Pernyataan tersebut menanggapi munculnya suara referendum yang berasal dari rakyat Aceh, melalui mantan Ketua Dewan Partai Aceh Muzakir Manaf.
“Saya pikir kita harus pegang teguh komitmen bersama, yakni pegang teguh keutuhan Negara Kesatuan Republik Indonesia,” kata Arteria kepada awak media, di Jakarta, Jumat (31/5).
“NKRI itu harga mati dan sudah final dan wajib hukumnya persatuan dan kesatuan harus dipertahankan,” tambahnya.
Menurut dia, semua pihak, termasuk Aceh untuk tidak lupa soal perjanjian Helsinki itu sudah implemented.

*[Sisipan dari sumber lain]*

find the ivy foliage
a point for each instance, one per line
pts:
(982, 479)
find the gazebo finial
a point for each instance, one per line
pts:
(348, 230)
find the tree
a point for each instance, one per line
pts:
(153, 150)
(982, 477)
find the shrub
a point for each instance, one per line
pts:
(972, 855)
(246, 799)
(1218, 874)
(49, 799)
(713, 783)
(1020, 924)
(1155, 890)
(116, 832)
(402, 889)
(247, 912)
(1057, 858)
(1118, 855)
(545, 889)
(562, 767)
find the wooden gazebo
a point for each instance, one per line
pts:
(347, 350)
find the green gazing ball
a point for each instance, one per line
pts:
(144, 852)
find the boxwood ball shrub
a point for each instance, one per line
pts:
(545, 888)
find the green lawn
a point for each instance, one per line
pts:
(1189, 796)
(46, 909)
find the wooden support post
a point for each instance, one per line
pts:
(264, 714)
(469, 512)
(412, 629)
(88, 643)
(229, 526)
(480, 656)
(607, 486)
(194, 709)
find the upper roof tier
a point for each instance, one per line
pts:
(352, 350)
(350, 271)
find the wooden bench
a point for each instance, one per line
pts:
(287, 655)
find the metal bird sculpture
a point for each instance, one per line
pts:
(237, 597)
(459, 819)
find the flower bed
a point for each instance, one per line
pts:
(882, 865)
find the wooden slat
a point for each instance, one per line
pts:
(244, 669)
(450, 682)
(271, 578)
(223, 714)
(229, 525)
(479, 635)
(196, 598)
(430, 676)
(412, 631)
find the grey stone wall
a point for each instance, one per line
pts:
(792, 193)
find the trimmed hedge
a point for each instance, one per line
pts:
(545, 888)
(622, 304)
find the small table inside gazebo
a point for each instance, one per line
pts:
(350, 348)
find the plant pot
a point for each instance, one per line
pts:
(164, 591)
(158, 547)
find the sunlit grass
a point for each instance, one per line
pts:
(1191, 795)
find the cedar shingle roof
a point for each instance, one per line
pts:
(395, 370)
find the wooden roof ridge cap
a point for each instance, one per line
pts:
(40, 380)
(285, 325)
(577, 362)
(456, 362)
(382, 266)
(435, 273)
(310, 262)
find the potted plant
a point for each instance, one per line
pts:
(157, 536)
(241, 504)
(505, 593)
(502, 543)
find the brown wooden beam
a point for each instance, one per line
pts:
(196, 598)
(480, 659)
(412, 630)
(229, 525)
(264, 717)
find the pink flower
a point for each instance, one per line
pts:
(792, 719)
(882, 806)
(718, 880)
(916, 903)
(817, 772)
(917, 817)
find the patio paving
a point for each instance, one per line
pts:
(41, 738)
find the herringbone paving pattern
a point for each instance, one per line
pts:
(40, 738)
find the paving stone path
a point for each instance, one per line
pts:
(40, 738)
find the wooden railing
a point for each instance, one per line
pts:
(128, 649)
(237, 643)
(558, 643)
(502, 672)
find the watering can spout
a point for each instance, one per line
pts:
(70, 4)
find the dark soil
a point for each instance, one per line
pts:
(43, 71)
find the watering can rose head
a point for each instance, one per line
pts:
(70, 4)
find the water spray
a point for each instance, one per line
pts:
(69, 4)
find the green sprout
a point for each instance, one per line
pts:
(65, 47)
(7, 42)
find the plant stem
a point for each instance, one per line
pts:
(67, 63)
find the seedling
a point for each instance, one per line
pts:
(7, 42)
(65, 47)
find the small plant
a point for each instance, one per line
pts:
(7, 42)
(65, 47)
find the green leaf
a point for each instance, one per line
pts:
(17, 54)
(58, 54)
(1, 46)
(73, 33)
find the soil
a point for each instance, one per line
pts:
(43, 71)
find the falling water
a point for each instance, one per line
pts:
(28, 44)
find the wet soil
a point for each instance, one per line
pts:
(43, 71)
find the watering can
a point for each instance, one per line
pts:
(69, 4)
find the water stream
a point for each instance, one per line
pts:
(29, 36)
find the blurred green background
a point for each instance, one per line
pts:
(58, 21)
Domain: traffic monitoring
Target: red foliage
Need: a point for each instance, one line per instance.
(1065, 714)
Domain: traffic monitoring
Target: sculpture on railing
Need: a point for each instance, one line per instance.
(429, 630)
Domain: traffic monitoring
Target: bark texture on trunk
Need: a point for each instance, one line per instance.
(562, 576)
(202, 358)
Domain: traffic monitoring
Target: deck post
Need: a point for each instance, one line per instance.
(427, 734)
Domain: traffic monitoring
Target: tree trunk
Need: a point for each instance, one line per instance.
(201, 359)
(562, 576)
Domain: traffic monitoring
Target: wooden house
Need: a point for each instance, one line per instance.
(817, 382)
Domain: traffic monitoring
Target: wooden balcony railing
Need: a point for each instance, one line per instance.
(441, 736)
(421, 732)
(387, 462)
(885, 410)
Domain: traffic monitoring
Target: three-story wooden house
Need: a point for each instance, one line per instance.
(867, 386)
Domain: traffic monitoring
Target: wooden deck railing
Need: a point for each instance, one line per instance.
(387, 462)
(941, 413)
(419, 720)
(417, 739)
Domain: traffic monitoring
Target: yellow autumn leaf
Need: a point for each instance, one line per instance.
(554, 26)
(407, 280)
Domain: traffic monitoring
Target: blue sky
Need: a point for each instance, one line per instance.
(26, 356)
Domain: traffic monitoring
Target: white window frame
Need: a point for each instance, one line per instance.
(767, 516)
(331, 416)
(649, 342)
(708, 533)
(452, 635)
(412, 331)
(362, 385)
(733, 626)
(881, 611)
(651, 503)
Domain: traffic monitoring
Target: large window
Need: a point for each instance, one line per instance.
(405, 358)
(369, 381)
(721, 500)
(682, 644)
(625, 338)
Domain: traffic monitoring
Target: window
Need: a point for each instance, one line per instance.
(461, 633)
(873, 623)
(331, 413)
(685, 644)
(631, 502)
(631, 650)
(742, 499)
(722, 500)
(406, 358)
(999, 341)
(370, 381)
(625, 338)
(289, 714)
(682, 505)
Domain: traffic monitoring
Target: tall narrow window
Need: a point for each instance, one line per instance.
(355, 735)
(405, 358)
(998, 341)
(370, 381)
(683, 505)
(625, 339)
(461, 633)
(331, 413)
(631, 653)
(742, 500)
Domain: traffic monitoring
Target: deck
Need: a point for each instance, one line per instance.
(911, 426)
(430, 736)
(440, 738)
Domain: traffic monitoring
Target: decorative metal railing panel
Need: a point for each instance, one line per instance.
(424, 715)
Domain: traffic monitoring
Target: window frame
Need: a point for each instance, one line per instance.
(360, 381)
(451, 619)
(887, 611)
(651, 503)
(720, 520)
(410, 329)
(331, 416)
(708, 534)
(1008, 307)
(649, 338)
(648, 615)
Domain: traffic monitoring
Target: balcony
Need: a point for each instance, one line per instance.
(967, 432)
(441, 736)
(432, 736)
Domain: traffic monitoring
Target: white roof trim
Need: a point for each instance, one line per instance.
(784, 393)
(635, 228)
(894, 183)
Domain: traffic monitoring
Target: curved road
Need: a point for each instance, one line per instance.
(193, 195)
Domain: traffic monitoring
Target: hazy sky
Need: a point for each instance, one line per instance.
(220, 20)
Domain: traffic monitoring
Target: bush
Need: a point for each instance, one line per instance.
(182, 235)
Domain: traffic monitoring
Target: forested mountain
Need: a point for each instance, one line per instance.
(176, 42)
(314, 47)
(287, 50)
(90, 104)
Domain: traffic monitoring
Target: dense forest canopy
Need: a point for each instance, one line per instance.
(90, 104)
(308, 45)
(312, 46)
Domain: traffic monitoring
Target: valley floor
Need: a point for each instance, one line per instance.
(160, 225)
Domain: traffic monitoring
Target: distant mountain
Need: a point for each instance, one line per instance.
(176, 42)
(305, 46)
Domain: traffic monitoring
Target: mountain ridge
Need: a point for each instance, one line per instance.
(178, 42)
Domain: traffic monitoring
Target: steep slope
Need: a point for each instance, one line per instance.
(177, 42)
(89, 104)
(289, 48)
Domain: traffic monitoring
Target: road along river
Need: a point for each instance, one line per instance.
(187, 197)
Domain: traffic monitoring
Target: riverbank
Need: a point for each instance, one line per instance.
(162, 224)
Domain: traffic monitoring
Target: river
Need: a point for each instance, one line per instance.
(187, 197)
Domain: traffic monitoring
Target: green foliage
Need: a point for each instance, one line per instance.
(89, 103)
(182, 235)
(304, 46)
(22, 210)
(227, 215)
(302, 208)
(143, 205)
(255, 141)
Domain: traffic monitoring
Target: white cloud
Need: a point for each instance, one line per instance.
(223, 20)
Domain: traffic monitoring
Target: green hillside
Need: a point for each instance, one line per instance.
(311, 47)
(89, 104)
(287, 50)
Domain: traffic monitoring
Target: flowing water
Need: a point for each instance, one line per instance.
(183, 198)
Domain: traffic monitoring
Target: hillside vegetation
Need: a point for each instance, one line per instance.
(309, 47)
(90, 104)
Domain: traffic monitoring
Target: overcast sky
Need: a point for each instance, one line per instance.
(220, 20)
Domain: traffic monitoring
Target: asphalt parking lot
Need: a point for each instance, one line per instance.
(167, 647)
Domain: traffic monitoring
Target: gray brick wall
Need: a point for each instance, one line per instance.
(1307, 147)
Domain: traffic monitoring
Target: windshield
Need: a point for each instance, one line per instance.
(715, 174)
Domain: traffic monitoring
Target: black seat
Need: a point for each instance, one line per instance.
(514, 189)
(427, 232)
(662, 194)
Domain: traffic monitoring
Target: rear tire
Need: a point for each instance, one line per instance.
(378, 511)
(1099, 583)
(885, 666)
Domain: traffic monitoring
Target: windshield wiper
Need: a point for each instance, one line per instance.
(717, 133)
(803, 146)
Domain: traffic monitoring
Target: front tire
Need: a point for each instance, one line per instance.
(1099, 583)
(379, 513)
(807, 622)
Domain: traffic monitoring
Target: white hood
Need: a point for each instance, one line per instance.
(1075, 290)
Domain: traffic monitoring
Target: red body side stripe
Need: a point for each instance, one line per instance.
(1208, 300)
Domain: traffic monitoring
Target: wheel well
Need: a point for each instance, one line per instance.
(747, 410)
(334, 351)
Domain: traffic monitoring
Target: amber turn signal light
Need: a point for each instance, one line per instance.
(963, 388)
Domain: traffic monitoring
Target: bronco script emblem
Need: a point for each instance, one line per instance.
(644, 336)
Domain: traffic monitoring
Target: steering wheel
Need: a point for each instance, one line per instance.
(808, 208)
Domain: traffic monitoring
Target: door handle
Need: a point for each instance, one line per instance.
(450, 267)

Bahkan, sambung dia, pemerintahan Aceh dilaksanakan oleh partai lokal Aceh sebagai “the ruling party” yang terus berlanjut sejak MoU Helsinski sampai dengan saat ini.
“Jadi tidak ada alasan untuk referendum. Kan selama ini praktis yang menjalankan pemerintahan khususnya pada aspek yang bersentuhan langsung dengan kesejahteraan rakyat Aceh kan ada pada mereka. Bahkan Mualem kan pernah juga mrnjabat sebagai Gubernur selaku pemegang pemerintahan tertinggi Provinsi Nangroe Aceh Darussalam,” paparnya.
Mualem, kata dia, kan sudah diberikan kesempatan untuk melayani rakyat Aceh dan rakyat Aceh telah memberikan penilaian tersendiri. Sekalipun ada ruang untuk itu, harus dengan dasar dan alasan yang jelas.
“Saya ajak semua pihak untuk melawan lupa, spirit MoU Helsinsky kan untuk memwujudkan pemerintahan Aceh yang demokratis dan adil dalam bingkai NKRI, so apanya yang salah dari pemerintah pusat? Sejak MoU hingga saat ini telah lahir pemerintahan Aceh yang diurus oleh orang Aceh sendiri, bahkan partai Aceh duduk sebagai the ruling party untuk 2 periode,” sebut dia.
“Saya memahami suasana kebatinan Mualem saat ini. Gak apa-apa, kita hormati pendapat Mualem, sebagai masukan agar kita semua (pemerintah pusat maupun Pemprov NAD) dapat bekerja lebih baik lagi dan dapat bekerja yang hasilnya dapat dirasakan oleh rakyat Aceh.”
“Jangan bermain di air keruh, sejujurnya kurang pas juga kalau yang minta referendum itu Mualem, karena walau bagaimananpun Mualem juga turut berkontribusi lho kalau dikatakan MoU gagal, sebab beliau kan sempat menjadi Gubernur satu periode,” pungkas anggota tim hukum TKN Jokowi-Amin.